Cuando concluí la universidad no tenía ninguna intención de dedicarme a la vida académica. Yo quería, simplemente, vivir para tener experiencias de las cuales escribir. No poseo, además, habilidades para la docencia. Por ello encontré mi camino en el periodismo. Y esto fue de manera casual. Si no fuera porque Luis Jaime Cisneros no hubiera fundado un suplemento en el diario La Prensa, el cual encargó a sus alumnos favoritos, quizás no habría derivado en el periodismo cultural.
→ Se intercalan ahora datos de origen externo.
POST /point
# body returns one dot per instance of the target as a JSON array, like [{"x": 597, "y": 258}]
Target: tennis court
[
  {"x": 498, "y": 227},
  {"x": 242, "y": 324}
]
Más tarde, me sentí devorado por la rutina y quise probar otras vías. Así que me ofrecí como voluntario -cuando trabajaba en el semanario Oiga- para ir Ayacucho en la peor época de la guerra contra el terrorismo (en la primera mitad de los Ochenta). Después haría lo mismo en otra escala, cuando me animé a acompañar a otros periodistas para reportar la guerra de Bosnia (1992-1995). Ello me permitió llegar a Sarajevo que por entonces era una ciudad sitiada. Posteriormente, tuve una tercera experiencia en Ecuador. Pude visitar el frente del Cenepa en dos ocasiones. Era un trabajo excitante -adrenalínico- pero debo reconocer que sentí vergüenza porque entendí que no se puede ir a las guerras movido por un afán de aventuras, sino por una necesidad profunda de testimoniar la verdad y denunciar los excesos de la humanidad.